As a web copywriter, I make an effort to keep up with usability research and design trends. I was recently reading The Long & Short of Writing for the Web on 52 Weeks of UX (which is amazing, and you should definitely check it out (now at week 42)). The post discusses something I’ve blogged about here before and it got me thinking about how I approach writing web copy.
After I’ve taken a brief, I spend some time getting to know the big picture of the website, how all the sections are divided, and understanding what types of content go where. Then I put on my web copywriter hat and I start to map out what will go on each page, often by making outlines for each page of content.
While I am doing this, I am making notes about reader needs and answering questions like: which information do they need to know, which do they want to know about, what should they know about. I focus each page of copy to support 3 goals so that I understand what it is that I am going to point the reader towards.
Being the visitor’s guide
The post on 52 Weeks of UX reminded me that not only do I need to be a good copywriter, ultimately I need to be a good guide for the visitors of the website.
I need to show them the way.

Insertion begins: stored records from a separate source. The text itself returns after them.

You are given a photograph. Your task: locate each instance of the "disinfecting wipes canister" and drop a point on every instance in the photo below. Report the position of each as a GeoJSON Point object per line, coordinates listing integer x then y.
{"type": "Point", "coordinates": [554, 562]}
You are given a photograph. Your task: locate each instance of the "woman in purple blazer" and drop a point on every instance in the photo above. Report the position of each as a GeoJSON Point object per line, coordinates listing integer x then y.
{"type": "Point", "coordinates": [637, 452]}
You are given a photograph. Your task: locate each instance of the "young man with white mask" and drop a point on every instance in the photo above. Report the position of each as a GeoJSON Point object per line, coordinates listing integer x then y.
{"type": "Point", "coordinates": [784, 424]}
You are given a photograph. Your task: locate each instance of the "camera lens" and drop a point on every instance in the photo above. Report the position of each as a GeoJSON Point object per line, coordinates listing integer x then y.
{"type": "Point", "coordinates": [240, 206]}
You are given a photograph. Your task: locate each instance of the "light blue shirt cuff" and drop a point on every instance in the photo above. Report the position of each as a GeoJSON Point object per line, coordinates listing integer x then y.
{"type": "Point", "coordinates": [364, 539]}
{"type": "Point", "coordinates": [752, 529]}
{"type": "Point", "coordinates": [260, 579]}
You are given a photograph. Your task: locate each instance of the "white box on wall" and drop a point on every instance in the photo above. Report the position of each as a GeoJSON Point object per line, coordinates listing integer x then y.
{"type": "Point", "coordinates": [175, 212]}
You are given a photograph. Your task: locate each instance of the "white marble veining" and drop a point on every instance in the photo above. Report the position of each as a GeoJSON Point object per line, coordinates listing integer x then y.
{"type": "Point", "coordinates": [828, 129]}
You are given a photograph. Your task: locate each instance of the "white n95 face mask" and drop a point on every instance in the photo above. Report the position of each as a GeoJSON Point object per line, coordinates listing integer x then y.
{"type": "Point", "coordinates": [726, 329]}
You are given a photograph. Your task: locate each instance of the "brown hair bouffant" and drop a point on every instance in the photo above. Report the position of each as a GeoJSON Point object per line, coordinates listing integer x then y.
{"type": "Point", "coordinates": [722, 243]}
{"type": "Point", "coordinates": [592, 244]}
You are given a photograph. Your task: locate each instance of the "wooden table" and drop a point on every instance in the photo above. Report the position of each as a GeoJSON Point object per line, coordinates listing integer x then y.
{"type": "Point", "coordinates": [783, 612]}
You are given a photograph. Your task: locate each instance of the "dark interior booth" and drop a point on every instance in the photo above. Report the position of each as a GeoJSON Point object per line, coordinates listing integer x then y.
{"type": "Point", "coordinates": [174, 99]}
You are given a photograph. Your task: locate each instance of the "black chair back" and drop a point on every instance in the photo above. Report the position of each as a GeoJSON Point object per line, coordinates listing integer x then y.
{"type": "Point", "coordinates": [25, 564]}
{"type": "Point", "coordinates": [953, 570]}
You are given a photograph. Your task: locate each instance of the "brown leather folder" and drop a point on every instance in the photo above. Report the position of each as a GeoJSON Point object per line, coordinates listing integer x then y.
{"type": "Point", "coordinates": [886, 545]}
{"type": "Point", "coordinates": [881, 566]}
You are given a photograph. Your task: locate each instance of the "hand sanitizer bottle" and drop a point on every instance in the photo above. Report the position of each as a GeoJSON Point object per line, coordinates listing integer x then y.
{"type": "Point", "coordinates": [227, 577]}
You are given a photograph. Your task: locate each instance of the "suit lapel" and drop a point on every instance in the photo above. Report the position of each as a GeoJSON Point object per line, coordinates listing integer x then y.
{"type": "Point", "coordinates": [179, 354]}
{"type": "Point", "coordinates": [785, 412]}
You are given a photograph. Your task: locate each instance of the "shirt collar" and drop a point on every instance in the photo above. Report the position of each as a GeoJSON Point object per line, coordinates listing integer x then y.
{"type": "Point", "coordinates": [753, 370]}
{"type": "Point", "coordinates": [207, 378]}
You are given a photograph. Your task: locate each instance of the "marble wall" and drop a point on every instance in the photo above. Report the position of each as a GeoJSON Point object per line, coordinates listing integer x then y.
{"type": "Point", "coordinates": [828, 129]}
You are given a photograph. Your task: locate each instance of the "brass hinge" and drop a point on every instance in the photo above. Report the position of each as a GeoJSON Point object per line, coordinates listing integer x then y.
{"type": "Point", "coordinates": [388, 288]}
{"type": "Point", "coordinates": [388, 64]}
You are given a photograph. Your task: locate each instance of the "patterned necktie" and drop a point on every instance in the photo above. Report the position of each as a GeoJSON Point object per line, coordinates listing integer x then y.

Not in a way is manipulative, but in a way that points them in the direction they want to go in.
So what makes a good guide? Let’s imagine a museum guide. Here’s a list of what I think makes a good museum experience:
- The guide is smiling and friendly
- Greets you (possibly in your own language)
- Gives you an overview (of the tour)
- Answers questions confidently
- (At each exhibit) gives you more information (often interesting) that expands on the topic (what you can see within the display)
- Entices you to explore more on your own
- Helps move you on (to the next exhibit)
- Thanks you (for taking the tour)
Is your web copywriter being a good guide?
I am hearing a lot lately about ‘content curation’ and how brands need to curate content on the social web, and so on. That choice of verbiage is interesting, because in museums, the guides and curators work together to give the best information to their audience.
Your web copywriter, and you (or your ‘curator’), should work together too. Your audience will be much happier.